Kelompok kriminal bersenjata kembali membakar fasilitas sekolah menengah pertama di pedalaman Papua. Sembilan ruangan di sekolah itu hangus terbakar.
Oleh
FABIO MARIA LOPES COSTA
·3 menit baca
JAYAPURA, KOMPAS — Kelompok kriminal bersenjata kembali membakar sembilan ruangan di SMP Negeri 1 Beoga di Kabupaten Puncak, Papua, pada Minggu (11/4/2021) malam. Dalam empat hari terakhir, kelompok kriminal bersenjata telah dua kali melakukan pembakaran sekolah.
Bupati Puncak Willem Wandik, saat dihubungi dari Jayapura pada Senin (12/4/2021), mengatakan, pihaknya merasa terkejut dan heran dengan aksi kelompok kriminal bersenjata (KKB) yang terus membakar fasilitas sekolah di Beoga. Sebab, belum pernah terjadi aksi itu di Kabupaten Puncak.
”Kami sangat menyesalkan aksi pembakaran sekolah kembali terjadi. Perbuatan mereka menyebabkan anak-anak kehilangan fasilitas untuk belajar,” kata Willem.

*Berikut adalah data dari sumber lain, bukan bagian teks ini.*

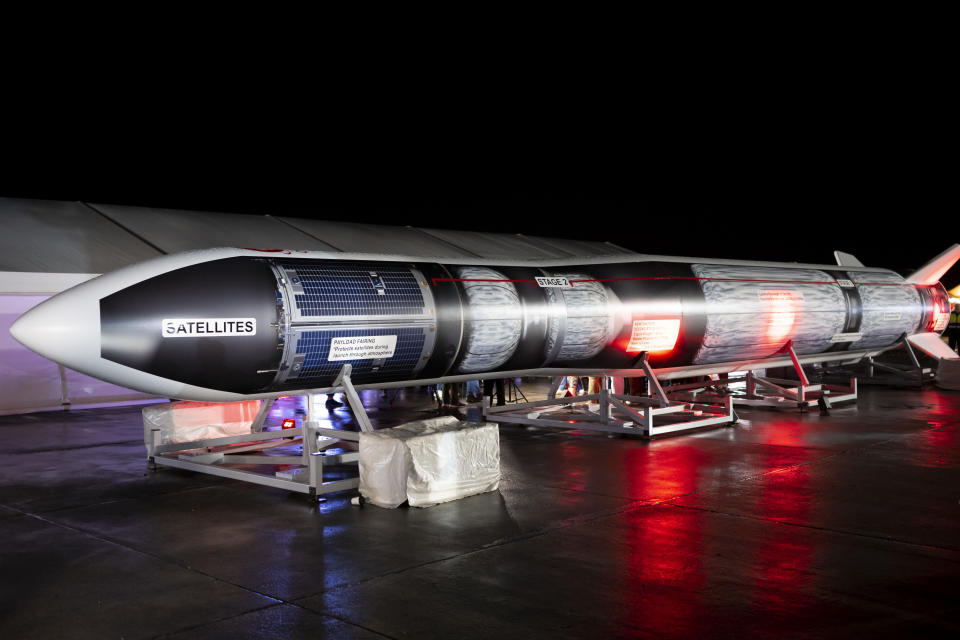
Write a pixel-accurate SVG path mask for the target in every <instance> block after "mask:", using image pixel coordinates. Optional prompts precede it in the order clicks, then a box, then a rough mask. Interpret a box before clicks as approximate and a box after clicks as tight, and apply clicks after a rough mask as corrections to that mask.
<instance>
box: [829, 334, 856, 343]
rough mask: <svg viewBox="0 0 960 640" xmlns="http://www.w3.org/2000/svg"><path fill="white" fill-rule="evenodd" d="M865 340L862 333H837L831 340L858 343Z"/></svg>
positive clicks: (832, 336) (830, 338)
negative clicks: (863, 340)
mask: <svg viewBox="0 0 960 640" xmlns="http://www.w3.org/2000/svg"><path fill="white" fill-rule="evenodd" d="M861 338H863V335H862V334H860V333H835V334H833V336H832V337H831V338H830V342H856V341H857V340H860V339H861Z"/></svg>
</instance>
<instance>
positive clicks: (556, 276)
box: [544, 273, 619, 366]
mask: <svg viewBox="0 0 960 640" xmlns="http://www.w3.org/2000/svg"><path fill="white" fill-rule="evenodd" d="M550 275H551V276H553V277H554V278H560V279H561V280H562V281H566V282H568V283H571V284H570V285H569V286H561V287H548V288H546V289H544V292H545V294H546V297H547V301H548V304H547V307H546V311H547V316H548V318H549V320H548V324H547V344H546V348H545V353H544V355H545V361H544V366H547V365H551V364H553V363H554V362H568V361H577V360H588V359H590V358H592V357H594V356H595V355H597V354H598V353H600V351H601V350H603V348H604V347H606V346H607V345H608V344H609V343H610V341H611V340H612V339H613V336H614V334H615V332H616V330H617V328H619V327H615V326H614V323H615V318H614V316H615V315H616V313H617V305H616V304H615V303H614V301H613V300H611V296H610V295H608V292H607V290H606V288H605V287H604V286H603V285H602V284H601V283H599V282H591V278H590V276H589V275H587V274H583V273H552V274H550Z"/></svg>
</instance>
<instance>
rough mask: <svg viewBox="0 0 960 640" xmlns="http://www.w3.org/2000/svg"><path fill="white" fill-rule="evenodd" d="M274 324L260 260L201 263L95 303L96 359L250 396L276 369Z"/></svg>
mask: <svg viewBox="0 0 960 640" xmlns="http://www.w3.org/2000/svg"><path fill="white" fill-rule="evenodd" d="M277 318H278V314H277V281H276V278H275V276H274V275H273V272H272V270H271V269H270V266H269V265H268V264H267V263H266V262H263V261H261V260H258V259H256V258H228V259H226V260H215V261H212V262H204V263H201V264H197V265H193V266H190V267H184V268H183V269H177V270H176V271H171V272H169V273H165V274H163V275H161V276H157V277H155V278H150V279H149V280H144V281H143V282H140V283H138V284H135V285H133V286H131V287H128V288H126V289H123V290H122V291H118V292H117V293H115V294H113V295H110V296H108V297H106V298H103V299H102V300H100V333H101V343H100V355H101V356H102V357H103V358H105V359H107V360H112V361H113V362H118V363H120V364H123V365H126V366H128V367H132V368H134V369H139V370H140V371H144V372H146V373H151V374H153V375H156V376H161V377H163V378H168V379H170V380H176V381H178V382H184V383H187V384H192V385H196V386H199V387H206V388H210V389H218V390H222V391H232V392H236V393H256V392H257V391H259V390H261V389H263V388H264V387H266V386H267V385H268V384H269V383H270V382H271V381H272V380H273V378H274V376H275V375H276V369H277V367H278V366H279V362H280V357H281V355H282V349H281V347H280V344H279V340H278V337H277V327H276V323H277V321H278V320H277Z"/></svg>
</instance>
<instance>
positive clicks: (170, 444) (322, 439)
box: [146, 364, 373, 502]
mask: <svg viewBox="0 0 960 640" xmlns="http://www.w3.org/2000/svg"><path fill="white" fill-rule="evenodd" d="M350 372H351V366H350V365H349V364H348V365H344V367H343V369H341V371H340V374H339V376H338V377H337V380H336V381H335V382H334V384H333V387H332V389H325V390H324V393H333V392H336V391H341V392H343V394H344V396H345V397H346V400H347V403H348V404H349V405H350V408H351V409H352V410H353V413H354V416H355V418H356V420H357V424H358V425H359V426H360V430H361V431H373V427H372V425H371V424H370V419H369V417H368V416H367V414H366V411H365V410H364V408H363V403H362V402H361V401H360V396H359V394H358V393H357V390H356V389H355V388H354V386H353V383H352V382H351V380H350ZM306 397H307V415H306V419H305V420H304V422H303V426H302V427H297V428H295V429H283V430H278V431H263V430H262V429H263V424H264V422H265V421H266V418H267V415H268V414H269V413H270V408H271V407H272V406H273V403H274V400H272V399H270V400H264V401H263V404H262V405H261V406H260V411H259V412H258V414H257V417H256V419H255V420H254V422H253V426H252V428H251V433H249V434H243V435H237V436H227V437H223V438H210V439H207V440H195V441H192V442H178V443H175V444H162V443H161V440H160V430H159V429H152V430H151V431H150V433H149V434H147V437H146V445H147V461H148V466H149V468H150V469H151V470H153V469H156V468H157V467H173V468H176V469H187V470H189V471H196V472H198V473H207V474H210V475H214V476H220V477H224V478H230V479H232V480H241V481H243V482H252V483H254V484H261V485H265V486H268V487H275V488H278V489H286V490H287V491H294V492H297V493H303V494H306V495H307V497H308V498H309V500H310V501H312V502H313V501H316V500H317V497H318V495H322V494H327V493H333V492H336V491H346V490H350V489H356V488H357V487H359V486H360V480H359V478H346V479H339V480H328V481H324V479H323V477H324V467H325V466H332V465H344V464H356V463H357V461H358V460H359V457H360V454H359V452H357V451H349V452H344V453H339V454H332V453H330V452H327V451H325V449H328V448H329V447H331V446H332V445H334V444H337V443H338V442H340V441H344V440H346V441H352V442H359V440H360V434H359V433H358V432H356V431H346V430H342V429H328V428H325V427H321V426H320V423H319V421H318V420H317V419H316V416H317V413H318V411H317V406H316V403H317V399H316V394H314V393H312V392H310V393H307V394H306ZM296 445H301V446H302V453H301V454H300V455H293V456H287V455H270V454H268V453H267V452H268V451H270V450H271V449H276V448H279V447H290V446H296ZM264 466H266V467H281V468H280V469H276V470H273V471H272V472H265V471H261V470H259V469H257V467H264ZM239 467H248V468H239ZM249 467H253V468H249Z"/></svg>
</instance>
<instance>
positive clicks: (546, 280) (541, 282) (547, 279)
mask: <svg viewBox="0 0 960 640" xmlns="http://www.w3.org/2000/svg"><path fill="white" fill-rule="evenodd" d="M537 284H538V285H540V287H542V288H556V289H569V288H570V287H571V286H572V285H571V284H570V281H569V280H567V279H566V278H543V277H540V276H537Z"/></svg>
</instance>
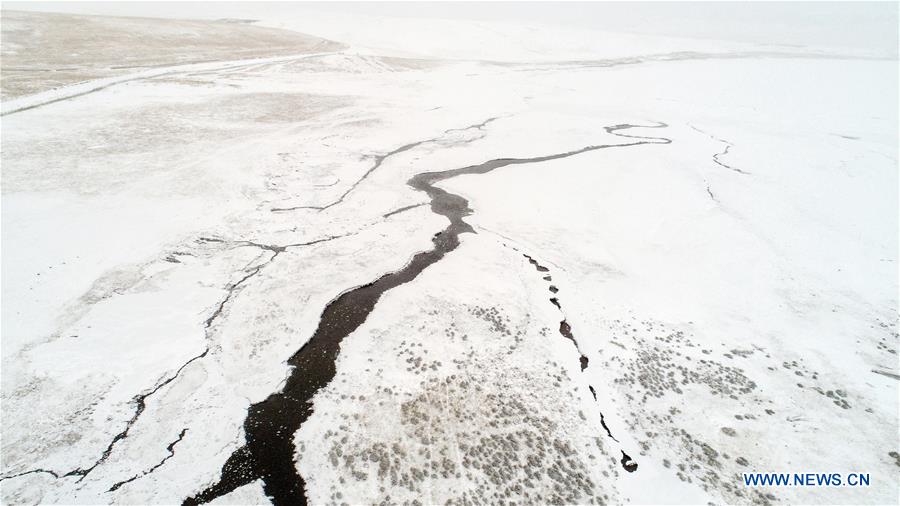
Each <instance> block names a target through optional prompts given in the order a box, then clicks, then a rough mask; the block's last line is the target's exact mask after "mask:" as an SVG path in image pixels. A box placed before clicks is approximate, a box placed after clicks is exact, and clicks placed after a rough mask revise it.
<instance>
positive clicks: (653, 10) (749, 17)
mask: <svg viewBox="0 0 900 506" xmlns="http://www.w3.org/2000/svg"><path fill="white" fill-rule="evenodd" d="M3 8H7V9H29V10H46V11H56V12H82V13H92V14H112V15H134V16H159V17H189V18H221V17H236V16H237V17H247V16H248V15H252V13H253V12H254V11H257V12H266V13H269V14H271V13H272V12H273V11H289V10H292V9H296V7H295V6H293V7H292V6H291V5H290V4H288V3H282V2H278V3H275V2H271V3H270V2H255V3H252V4H250V3H240V2H184V3H182V2H172V3H167V2H116V3H103V2H84V3H82V2H77V3H75V2H63V3H54V2H27V3H20V2H3ZM302 8H315V9H317V10H331V11H341V12H356V13H361V14H376V15H385V16H398V17H417V18H420V17H435V18H453V19H474V20H504V21H517V22H525V23H539V24H555V25H564V26H577V27H581V28H602V29H606V30H615V31H627V32H639V33H654V34H661V35H675V36H686V37H701V38H717V39H727V40H737V41H744V42H763V43H772V44H793V45H809V46H829V47H845V48H854V49H862V48H868V49H873V50H880V51H882V52H887V53H889V54H894V55H896V54H897V50H898V44H900V41H898V23H900V20H898V2H553V3H549V2H547V3H544V2H462V3H458V2H453V3H448V2H346V3H334V2H329V3H316V2H311V3H305V4H303V5H302Z"/></svg>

Sebelumnya, KKB telah membakar sejumlah ruangan di SD Jambul, SMP Negeri 1 Beoga, dan SMA Negeri 1, Kamis (8/4/2021) lalu. Kelompok ini juga yang melakukan penembakan terhadap dua guru, yakni Oktovianus Rayo dan Yonatan Renden hingga tewas.
Oktovianus adalah guru kelas di SD Jambul, sedangkan Yonatan adalah guru matematika di SMP Negeri 1 Beoga. Oktovianus ditembak KKB pada Kamis di Kampung Julukoma, Distrik Beoga. Sementara Yonatan ditembak mati KKB pada Jumat (9/4/2021) di ibu kota Distrik Beoga.

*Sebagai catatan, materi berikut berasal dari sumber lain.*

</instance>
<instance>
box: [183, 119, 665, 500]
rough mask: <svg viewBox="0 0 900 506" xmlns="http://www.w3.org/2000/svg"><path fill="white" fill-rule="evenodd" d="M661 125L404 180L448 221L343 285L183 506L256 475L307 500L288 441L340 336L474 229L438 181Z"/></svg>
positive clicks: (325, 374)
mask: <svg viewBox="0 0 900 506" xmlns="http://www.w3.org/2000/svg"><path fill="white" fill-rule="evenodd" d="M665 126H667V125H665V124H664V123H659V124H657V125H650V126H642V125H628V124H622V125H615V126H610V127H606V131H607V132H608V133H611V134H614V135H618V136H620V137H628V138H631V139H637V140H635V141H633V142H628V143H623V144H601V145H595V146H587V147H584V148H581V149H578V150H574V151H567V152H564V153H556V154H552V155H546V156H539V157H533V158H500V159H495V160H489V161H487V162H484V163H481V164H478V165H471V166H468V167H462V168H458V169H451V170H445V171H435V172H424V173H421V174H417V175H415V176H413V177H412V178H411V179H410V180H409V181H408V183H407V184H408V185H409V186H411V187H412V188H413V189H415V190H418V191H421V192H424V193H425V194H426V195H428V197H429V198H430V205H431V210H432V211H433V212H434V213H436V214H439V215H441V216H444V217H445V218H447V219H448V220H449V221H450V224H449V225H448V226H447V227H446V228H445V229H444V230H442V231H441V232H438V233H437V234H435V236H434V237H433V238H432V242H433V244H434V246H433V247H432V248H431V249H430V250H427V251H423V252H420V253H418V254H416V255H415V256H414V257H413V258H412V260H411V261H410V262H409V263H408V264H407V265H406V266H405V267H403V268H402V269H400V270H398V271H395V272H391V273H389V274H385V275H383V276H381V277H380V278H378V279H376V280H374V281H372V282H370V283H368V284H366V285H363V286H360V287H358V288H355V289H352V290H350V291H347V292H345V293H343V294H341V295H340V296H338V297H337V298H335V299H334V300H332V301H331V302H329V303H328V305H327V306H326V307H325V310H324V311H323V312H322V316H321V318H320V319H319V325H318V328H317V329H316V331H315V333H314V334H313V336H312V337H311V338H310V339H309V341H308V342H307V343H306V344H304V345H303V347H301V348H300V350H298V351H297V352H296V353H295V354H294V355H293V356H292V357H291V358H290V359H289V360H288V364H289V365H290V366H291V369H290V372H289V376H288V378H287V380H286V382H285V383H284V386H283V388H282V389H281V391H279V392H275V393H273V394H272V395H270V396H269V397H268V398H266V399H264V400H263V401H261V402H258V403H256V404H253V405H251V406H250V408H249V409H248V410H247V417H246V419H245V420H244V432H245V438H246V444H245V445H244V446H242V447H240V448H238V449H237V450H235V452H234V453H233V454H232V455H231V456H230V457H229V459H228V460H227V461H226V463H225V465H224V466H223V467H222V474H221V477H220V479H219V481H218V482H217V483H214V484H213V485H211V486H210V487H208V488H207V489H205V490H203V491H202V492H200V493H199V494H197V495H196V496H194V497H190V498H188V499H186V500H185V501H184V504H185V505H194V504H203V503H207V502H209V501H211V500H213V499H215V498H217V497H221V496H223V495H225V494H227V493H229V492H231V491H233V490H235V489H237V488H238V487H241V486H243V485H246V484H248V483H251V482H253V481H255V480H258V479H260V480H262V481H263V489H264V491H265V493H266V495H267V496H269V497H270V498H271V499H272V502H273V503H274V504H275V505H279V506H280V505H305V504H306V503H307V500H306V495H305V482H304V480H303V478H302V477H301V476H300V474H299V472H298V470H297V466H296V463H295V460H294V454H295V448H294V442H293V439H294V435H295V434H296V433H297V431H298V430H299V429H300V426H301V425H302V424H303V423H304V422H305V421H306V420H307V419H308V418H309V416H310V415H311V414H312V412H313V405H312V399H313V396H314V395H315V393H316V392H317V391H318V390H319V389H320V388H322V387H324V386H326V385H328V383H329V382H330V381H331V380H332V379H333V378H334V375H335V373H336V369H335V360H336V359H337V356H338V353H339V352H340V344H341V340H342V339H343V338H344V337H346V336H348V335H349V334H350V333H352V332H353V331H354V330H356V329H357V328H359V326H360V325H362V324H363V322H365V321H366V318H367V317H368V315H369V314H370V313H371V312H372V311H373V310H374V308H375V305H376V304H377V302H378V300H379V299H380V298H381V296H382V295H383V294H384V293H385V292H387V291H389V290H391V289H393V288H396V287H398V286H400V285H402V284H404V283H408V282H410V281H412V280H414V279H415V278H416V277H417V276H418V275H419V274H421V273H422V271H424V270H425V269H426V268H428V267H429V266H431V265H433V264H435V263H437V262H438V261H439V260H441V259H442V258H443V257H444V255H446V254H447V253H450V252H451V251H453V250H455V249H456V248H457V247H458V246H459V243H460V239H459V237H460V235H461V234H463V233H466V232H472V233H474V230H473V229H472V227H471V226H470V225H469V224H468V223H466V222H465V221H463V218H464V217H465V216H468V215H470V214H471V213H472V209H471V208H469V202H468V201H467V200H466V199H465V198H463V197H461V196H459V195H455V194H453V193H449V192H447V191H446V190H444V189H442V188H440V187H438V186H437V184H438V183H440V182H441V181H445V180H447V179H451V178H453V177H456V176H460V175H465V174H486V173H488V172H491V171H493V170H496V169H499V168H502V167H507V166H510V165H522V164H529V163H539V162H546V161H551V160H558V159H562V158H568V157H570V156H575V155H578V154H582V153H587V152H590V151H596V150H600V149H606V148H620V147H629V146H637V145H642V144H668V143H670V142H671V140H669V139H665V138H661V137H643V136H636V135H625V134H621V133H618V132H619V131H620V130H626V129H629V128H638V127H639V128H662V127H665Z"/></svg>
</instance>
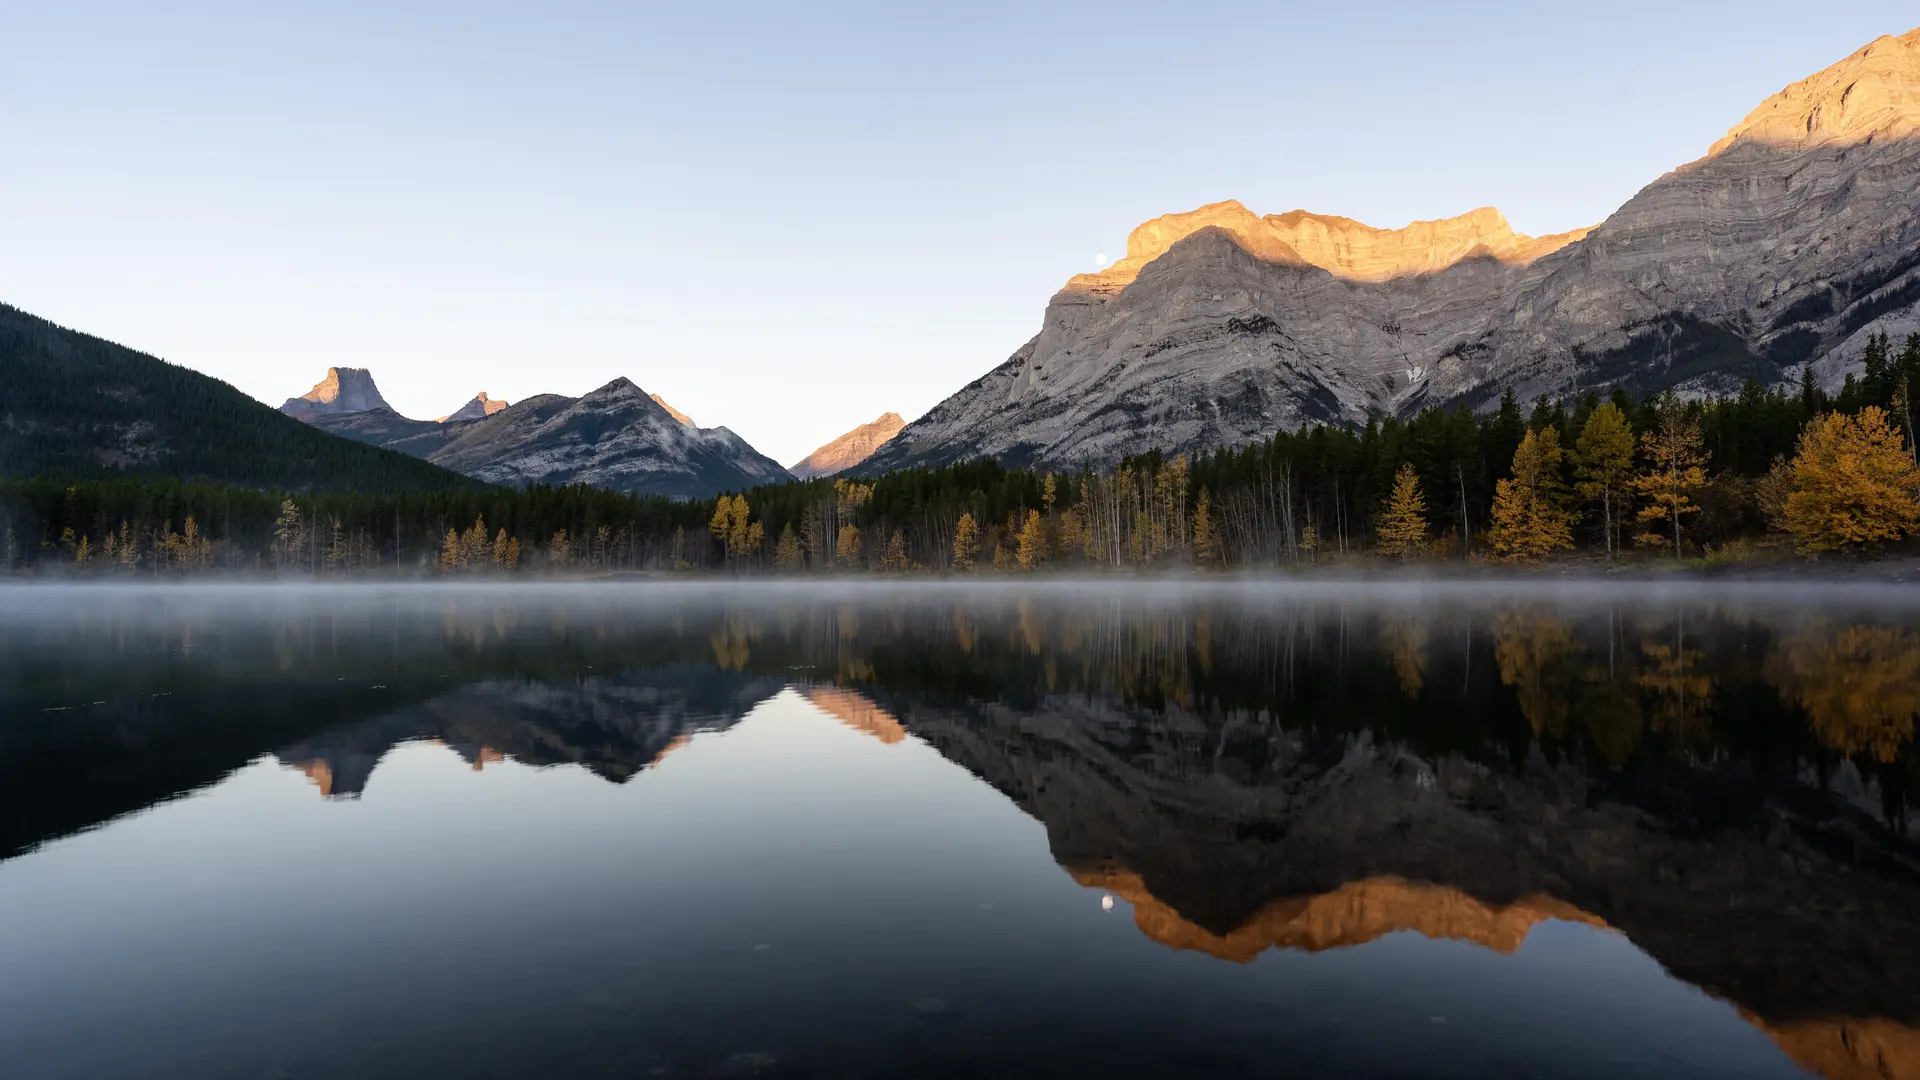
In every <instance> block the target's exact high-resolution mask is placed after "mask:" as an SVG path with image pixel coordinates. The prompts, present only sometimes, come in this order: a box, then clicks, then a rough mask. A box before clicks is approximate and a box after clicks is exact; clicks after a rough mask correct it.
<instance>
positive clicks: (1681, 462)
mask: <svg viewBox="0 0 1920 1080" xmlns="http://www.w3.org/2000/svg"><path fill="white" fill-rule="evenodd" d="M1640 450H1642V454H1645V459H1647V469H1645V473H1642V475H1640V477H1636V479H1634V490H1636V492H1640V498H1644V500H1647V505H1644V507H1640V515H1638V519H1640V523H1642V525H1649V527H1651V525H1655V523H1659V525H1665V527H1667V528H1668V530H1670V532H1668V536H1661V534H1659V532H1653V530H1651V528H1649V530H1647V532H1642V534H1640V536H1636V538H1634V540H1636V542H1638V544H1647V546H1655V548H1657V546H1663V544H1667V542H1668V538H1670V540H1672V550H1674V557H1676V559H1678V557H1680V519H1682V517H1686V515H1690V513H1699V505H1695V503H1693V500H1692V498H1688V492H1695V490H1699V488H1703V486H1705V484H1707V452H1705V448H1703V442H1701V436H1699V421H1695V419H1693V417H1692V415H1690V413H1688V411H1686V409H1684V407H1682V405H1678V404H1674V402H1668V404H1667V405H1663V407H1661V409H1659V425H1657V427H1655V429H1653V430H1647V432H1642V436H1640Z"/></svg>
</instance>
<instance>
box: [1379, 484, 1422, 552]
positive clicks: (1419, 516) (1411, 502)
mask: <svg viewBox="0 0 1920 1080" xmlns="http://www.w3.org/2000/svg"><path fill="white" fill-rule="evenodd" d="M1377 532H1379V536H1380V546H1379V548H1380V553H1382V555H1388V557H1398V559H1405V557H1413V555H1417V553H1419V552H1421V548H1423V546H1425V544H1427V496H1425V494H1423V492H1421V477H1419V473H1415V471H1413V463H1411V461H1409V463H1405V465H1402V467H1400V471H1398V473H1394V492H1392V494H1390V496H1388V498H1386V509H1384V511H1382V513H1380V523H1379V527H1377Z"/></svg>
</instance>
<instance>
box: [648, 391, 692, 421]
mask: <svg viewBox="0 0 1920 1080" xmlns="http://www.w3.org/2000/svg"><path fill="white" fill-rule="evenodd" d="M649 396H651V398H653V404H655V405H660V407H662V409H666V415H670V417H674V419H676V421H680V423H684V425H687V427H701V425H697V423H693V417H689V415H687V413H682V411H680V409H676V407H672V405H668V404H666V398H662V396H659V394H649Z"/></svg>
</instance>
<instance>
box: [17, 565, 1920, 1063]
mask: <svg viewBox="0 0 1920 1080" xmlns="http://www.w3.org/2000/svg"><path fill="white" fill-rule="evenodd" d="M1916 615H1920V594H1916V592H1912V590H1910V588H1905V586H1885V588H1874V590H1857V588H1836V586H1811V588H1786V590H1782V588H1772V586H1738V584H1734V586H1680V584H1659V586H1628V584H1605V586H1553V584H1542V582H1534V584H1523V586H1503V588H1494V586H1486V588H1482V586H1465V584H1453V586H1448V584H1319V586H1298V584H1294V586H1288V584H1275V582H1265V584H1261V582H1212V584H1204V586H1171V584H1164V586H1152V584H1131V586H1129V584H1104V586H1085V588H1073V586H1060V584H1046V586H1027V584H1008V586H975V588H954V586H939V584H924V586H891V588H889V586H874V584H837V586H816V588H808V586H739V588H728V586H682V584H653V582H632V584H624V582H622V584H588V586H555V588H534V586H474V588H424V586H420V588H415V586H374V588H369V586H334V588H311V590H298V588H267V586H228V588H163V586H156V588H115V590H109V588H12V590H0V1076H6V1078H10V1080H29V1078H33V1080H38V1078H88V1080H98V1078H121V1076H127V1078H134V1076H138V1078H228V1076H230V1078H307V1076H326V1078H334V1076H353V1078H359V1076H369V1078H388V1076H394V1078H401V1076H405V1078H415V1076H461V1078H482V1076H1596V1078H1597V1076H1741V1078H1766V1076H1807V1074H1814V1076H1830V1078H1849V1080H1851V1078H1874V1076H1897V1078H1899V1076H1920V844H1916V842H1914V836H1916V834H1920V828H1916V826H1920V813H1916V801H1914V796H1916V794H1920V765H1916V755H1914V734H1912V724H1914V713H1916V711H1920V621H1916Z"/></svg>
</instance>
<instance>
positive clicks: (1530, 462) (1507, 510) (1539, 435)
mask: <svg viewBox="0 0 1920 1080" xmlns="http://www.w3.org/2000/svg"><path fill="white" fill-rule="evenodd" d="M1563 457H1565V452H1563V450H1561V446H1559V432H1557V430H1555V429H1551V427H1548V429H1542V430H1528V432H1526V436H1523V438H1521V446H1519V450H1515V452H1513V479H1507V480H1500V482H1498V484H1494V527H1492V528H1490V530H1488V542H1490V544H1492V546H1494V555H1496V557H1500V559H1507V561H1519V559H1538V557H1542V555H1548V553H1551V552H1565V550H1567V548H1572V521H1571V515H1569V513H1567V509H1565V505H1563V502H1565V496H1563V486H1561V477H1559V471H1561V461H1563Z"/></svg>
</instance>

Willem menuturkan, Pemda Puncak telah berkoordinasi dengan aparat kepolisian setempat untuk menyelidiki motif di balik aksi pembakaran sekolah di Beoga.
Negara tidak boleh kalah menghadapi masalah ini. (Willem Wandik)
”Kami akan mengusut penyebab kelompok ini menyerang fasilitas publik hingga tuntas. Negara tidak boleh kalah menghadapi masalah ini,” tuturnya.
Kepala Polsek Beoga Ipda Ali Akbar memaparkan, bangunan sekolah SMP Negeri 1 Beoga yang dibakar meliputi enam ruang kelas, satu ruang laboratorium, dan satu ruangan perpustakaan dan gudang. ”Kejadian pembakaran ruangan-ruangan SMP Negeri 1 Beoga itu pada pukul 18.25 WIT. Total sembilan ruangan yang dibakar kelompok tersebut,” papar Ali.
Ia menduga KKB masih berada di sekitar wilayah Beoga hingga kini. ”Kami berharap adanya penambahan pasukan ke Beoga. Jumlah anggota kami sangat minim,” ujarnya.
Kepala Kepolisian Daerah Papua Inspektur Jenderal Mathius Fakhiri mengatakan, Polda Papua akan berkoordinasi dengan Pemda Puncak terkait keamanan masyarakat di Beoga. Pembakaran sekolah yang dilakukan KKB tidak hanya merugikan masyarakat setempat namun juga masa depan anak-anak Papua.
”Kami masih berupaya mengirimkan satu peleton pasukan Brimob yang berjumlah 30 orang ke Beoga. Pesawat belum dapat memasuki Lapangan Terbang Beoga karena situasi keamanan yang tidak kondusif,” kata Fakhiri.
Polda Papua juga akan mengevakuasi 46 warga dari Beoga. Hal ini untuk mengantisipasi serangan KKB ke warga sipil terulang lagi.
Pascapenembakan terhadap dua guru, saat ini terdapat sembilan tenaga kesehatan dan lima kerabatnya yang masih mengungsi di sebuah rumah. Sementara tujuh orang guru mengungsi di markas Koramil Beoga.
Kepala Perwakilan Komnas HAM Wilayah Papua Frits Ramandey menyatakan, aksi KKB yang juga disebut Organisasi Papua Merdeka tidak dapat dibenarkan apa pun alasannya.
Ia berpendapat, aksi KKB yang membunuh tenaga pengajar dan membakar sekolah sangat merugikan anak-anak Papua yang membutuhkan pendidikan.
”Aksi mereka telah melanggar hak warga untuk hidup aman dan hak untuk mendapatkan pendidikan. Negara harus hadir untuk memberikan rasa aman bagi masyarakat Beoga,” kata Frits.